2. Differential Network Analysis
NIRD enables comparative network analysis between conditions (e.g., normal vs disease). By computing differences in PageRank and degree for each gene, it identifies genes that gain or lose influence across conditions.
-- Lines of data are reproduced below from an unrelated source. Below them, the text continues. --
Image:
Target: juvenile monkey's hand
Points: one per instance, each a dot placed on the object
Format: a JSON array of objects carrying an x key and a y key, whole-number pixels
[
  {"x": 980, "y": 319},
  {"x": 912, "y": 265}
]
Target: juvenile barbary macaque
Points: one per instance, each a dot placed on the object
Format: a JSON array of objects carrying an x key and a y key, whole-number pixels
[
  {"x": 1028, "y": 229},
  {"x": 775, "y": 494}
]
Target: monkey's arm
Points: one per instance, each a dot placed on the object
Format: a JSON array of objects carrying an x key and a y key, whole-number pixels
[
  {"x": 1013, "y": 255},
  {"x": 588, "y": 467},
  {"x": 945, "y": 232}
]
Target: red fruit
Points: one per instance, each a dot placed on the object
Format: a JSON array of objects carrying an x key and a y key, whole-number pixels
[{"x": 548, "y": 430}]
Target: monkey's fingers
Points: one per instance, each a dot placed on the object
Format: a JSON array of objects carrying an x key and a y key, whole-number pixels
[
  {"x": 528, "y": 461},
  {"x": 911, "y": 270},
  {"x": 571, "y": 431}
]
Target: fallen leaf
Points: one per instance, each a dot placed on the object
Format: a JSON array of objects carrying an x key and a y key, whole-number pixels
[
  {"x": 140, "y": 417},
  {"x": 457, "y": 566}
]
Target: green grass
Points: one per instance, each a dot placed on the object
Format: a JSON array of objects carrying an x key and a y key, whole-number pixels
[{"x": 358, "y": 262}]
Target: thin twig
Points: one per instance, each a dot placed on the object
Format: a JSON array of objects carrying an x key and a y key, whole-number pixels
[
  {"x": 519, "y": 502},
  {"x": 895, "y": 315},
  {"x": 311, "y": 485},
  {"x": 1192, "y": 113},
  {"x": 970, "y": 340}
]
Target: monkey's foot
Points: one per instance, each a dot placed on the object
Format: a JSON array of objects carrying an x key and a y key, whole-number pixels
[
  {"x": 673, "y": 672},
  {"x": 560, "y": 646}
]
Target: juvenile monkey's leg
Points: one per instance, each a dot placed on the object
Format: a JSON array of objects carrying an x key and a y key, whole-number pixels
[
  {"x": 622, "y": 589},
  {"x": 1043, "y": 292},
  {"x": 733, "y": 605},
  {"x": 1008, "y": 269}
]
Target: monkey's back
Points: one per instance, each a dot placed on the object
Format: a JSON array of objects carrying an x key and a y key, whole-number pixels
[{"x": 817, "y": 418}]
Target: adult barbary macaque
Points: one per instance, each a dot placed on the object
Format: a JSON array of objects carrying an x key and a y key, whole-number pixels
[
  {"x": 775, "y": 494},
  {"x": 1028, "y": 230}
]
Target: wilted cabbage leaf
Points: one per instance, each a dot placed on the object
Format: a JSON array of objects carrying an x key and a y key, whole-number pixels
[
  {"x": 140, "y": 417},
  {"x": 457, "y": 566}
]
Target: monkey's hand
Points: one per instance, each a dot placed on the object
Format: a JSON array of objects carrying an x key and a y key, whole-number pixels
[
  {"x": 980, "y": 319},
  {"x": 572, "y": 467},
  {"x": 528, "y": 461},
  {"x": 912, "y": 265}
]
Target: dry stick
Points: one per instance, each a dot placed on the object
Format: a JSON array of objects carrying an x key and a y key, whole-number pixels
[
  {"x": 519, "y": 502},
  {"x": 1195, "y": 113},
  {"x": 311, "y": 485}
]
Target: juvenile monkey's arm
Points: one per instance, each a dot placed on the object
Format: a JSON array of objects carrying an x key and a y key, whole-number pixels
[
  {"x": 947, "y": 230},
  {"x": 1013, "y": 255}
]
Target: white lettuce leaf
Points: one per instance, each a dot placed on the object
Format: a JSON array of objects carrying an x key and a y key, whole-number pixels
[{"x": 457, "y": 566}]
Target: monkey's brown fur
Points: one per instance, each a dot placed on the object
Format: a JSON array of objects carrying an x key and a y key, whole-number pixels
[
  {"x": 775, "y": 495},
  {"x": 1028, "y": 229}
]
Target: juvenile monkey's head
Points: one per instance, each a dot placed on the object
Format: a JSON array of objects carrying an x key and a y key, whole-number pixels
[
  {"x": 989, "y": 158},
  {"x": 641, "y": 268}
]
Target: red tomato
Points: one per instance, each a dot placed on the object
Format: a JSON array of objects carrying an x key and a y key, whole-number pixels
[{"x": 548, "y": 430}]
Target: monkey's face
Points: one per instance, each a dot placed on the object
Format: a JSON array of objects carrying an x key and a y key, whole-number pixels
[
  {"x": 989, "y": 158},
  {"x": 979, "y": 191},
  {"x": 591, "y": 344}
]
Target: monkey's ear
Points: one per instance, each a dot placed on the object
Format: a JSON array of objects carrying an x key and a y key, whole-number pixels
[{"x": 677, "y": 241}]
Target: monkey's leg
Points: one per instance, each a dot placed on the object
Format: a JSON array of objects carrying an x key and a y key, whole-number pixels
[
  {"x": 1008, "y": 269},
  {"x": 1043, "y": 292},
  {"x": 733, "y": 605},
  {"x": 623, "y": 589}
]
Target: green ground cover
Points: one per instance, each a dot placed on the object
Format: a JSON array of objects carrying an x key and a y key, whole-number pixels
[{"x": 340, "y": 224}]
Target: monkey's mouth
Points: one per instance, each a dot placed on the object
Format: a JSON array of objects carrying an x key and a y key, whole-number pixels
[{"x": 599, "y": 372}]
These differential scores highlight candidate genes that may drive disease progression or represent therapeutic targets.
3. Functional Enrichment Analysis
Genes with the highest differential network scores are subjected to pathway enrichment analysis. This determines which biological pathways are significantly overrepresented, helping link network-level changes to known cellular processes such as inflammation, ECM remodeling, or signaling dysregulation.
4. Module and Cluster Analysis
Community detection or clustering techniques can be applied to the inferred network to identify gene modules. These modules often correspond to co-regulated genes or functionally coherent groups, offering insight into coordinated biological responses or cell-type-specific activities.